Недели через две подает курьер телеграмму. Распечатываю – шифрованная. У меня в дирекции шифра не оказалось; отправляюсь к управляющему канцелярией министра Злобину, беру у него шифр, возвращаюсь домой, расшифровываю – из Дармштадта, от Фредерикса: «Передаю Вам приказание не отдавать балета «Тщетная предосторожность» балерине Гримальди, оставив его за Кшесинской». Я сделал еще одну попытку, послал убедительную телеграмму, но получил в ответ: «Не могу изменить полученного Вами приказания». Что мне оставалось делать? Репетиции «Тщетной предосторожности» прекратились.
Повторяю, это было в самом начале моей службы. Подавать в отставку было бы смешно, тем более что приходилось бы ждать два месяца возвращения государя; было бы смешно оспаривать у самодержца право распределения ролей, которое принадлежало и мне, его подданному, и всякому режиссеру. Наконец, смешно было уходить по такому поводу, который по видимости своей имел бы характер личной обиды. Но я написал тогда письмо барону Фредериксу, в котором изложил мой взгляд на все это и между прочим сказал, что подобные распоряжения ложатся тенью на доброе имя государя. Действительно, вся мелкая петербургская «публика», вся провинция были уверены, что государь продолжает сожительствовать с Кшесинской. И как было не думать, когда всякая ее просьба исполнялась? В глазах всех Кшесинская была «самодержавный каприз». И всякое административное распоряжение утверждением своим только подтверждало предположения общественного мнения. Великий грех в этом отношении на душе покойного Сергея Михайловича, грех способствования тому, что в конце концов мы должны назвать оскорблением величества. В таком смысле написал я министру Двора. В отставку, как сказал уже, не подал, а решил ждать, как пойдет дальше…

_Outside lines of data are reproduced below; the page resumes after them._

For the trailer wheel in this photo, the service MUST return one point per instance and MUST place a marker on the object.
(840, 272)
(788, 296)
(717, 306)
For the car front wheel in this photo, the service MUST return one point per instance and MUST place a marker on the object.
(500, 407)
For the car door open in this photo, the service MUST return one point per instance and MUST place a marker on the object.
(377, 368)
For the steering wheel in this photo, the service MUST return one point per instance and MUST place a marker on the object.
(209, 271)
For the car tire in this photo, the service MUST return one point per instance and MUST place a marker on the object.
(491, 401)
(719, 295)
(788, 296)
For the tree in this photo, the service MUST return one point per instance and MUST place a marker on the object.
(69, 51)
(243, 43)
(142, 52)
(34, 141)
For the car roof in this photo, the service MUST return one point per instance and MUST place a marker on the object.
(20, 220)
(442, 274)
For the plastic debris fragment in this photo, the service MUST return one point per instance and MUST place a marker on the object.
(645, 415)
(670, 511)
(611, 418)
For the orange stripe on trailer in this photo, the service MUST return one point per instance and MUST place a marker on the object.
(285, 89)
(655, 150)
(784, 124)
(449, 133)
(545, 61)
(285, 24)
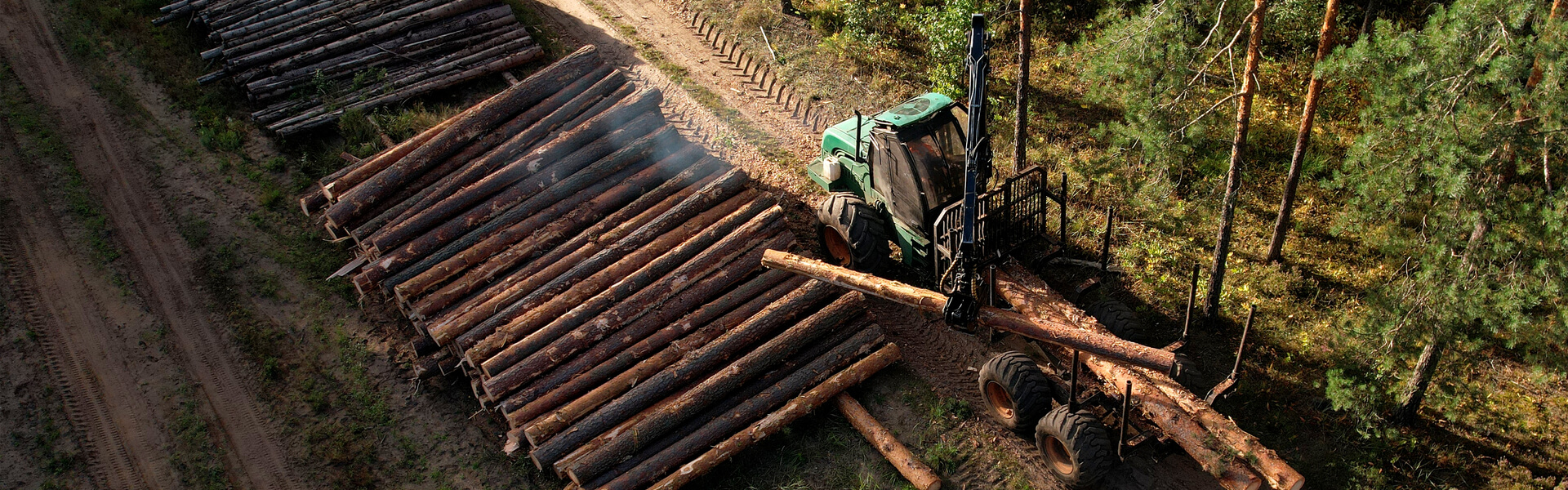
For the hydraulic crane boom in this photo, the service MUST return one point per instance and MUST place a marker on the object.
(961, 305)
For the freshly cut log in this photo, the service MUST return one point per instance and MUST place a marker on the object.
(477, 321)
(750, 391)
(648, 355)
(627, 311)
(913, 469)
(751, 410)
(717, 385)
(528, 200)
(470, 225)
(546, 239)
(679, 222)
(1007, 321)
(1036, 299)
(693, 365)
(780, 418)
(465, 129)
(679, 238)
(661, 278)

Но к тому времени, с которого начался наш рассказ, многое сгустилось, обозначилось настолько, что всякие личные чувства отступали на задний план перед общей невозможностью вести дело на сколько‑нибудь устойчивых основаниях дисциплины и справедливости. Кончался второй сезон моего директорства, и я на каждом шагу натыкался на невозможность поступать по совести. Или, наученный опытом, я должен был сам воздерживаться от некоторых распоряжений, или я должен был идти на новые столкновения, новые отмены моих распоряжений и новые за кулисами шушукания, волнения, слезы, истерики. Да, не знает публика, сколько горечи за балетной улыбкой, сколько тяжести за легкостью балетных «тюников»… Я ждал случая уйти.
В тот год пасхальный сезон был короток, но представлял интерес: Кшесинская должна была выступить в балете «Камарго», который перед тем танцевала в свой прощальный бенефис итальянская балерина Леньяни. Кстати, и тут мне припоминается история. Леньяни для своего бенефиса выбрала было старый, давно не шедший балет «Баядерка». Через две недели приходит Кшесинская и заявляет, что после долгих исканий она наконец нашла себе подходящий балет, она выбрала – «Баядерку». Ну, начинается новая волна, подумал я. Посылаю за Леньяни, говорю ей откровенно, как обстоит дело, предлагаю вместо «Баядерки» «Камарго» – балет красивый, в костюмах Людовика XV; она согласилась скорее и легче, чем я ожидал. В особенности пленило ее, когда я сказал ей, что для русской пляски (в каждом старом балете, где бы и когда бы действие ни происходило, всегда был вставной номер русской пляски) я ей сделаю точный снимок с известного портрета Екатерины Великой в русском костюме на балу, данном в честь императора Иосифа II. Несмотря на то, что она так легко согласилась, она все же затаила злобу против меня, и я знаю, что по возвращении в Италию она говорила, что никогда не вернется в Россию, пока в театре будут два человека: Кшесинская и князь Волконский. Она была уверена, что я подслуживаюсь…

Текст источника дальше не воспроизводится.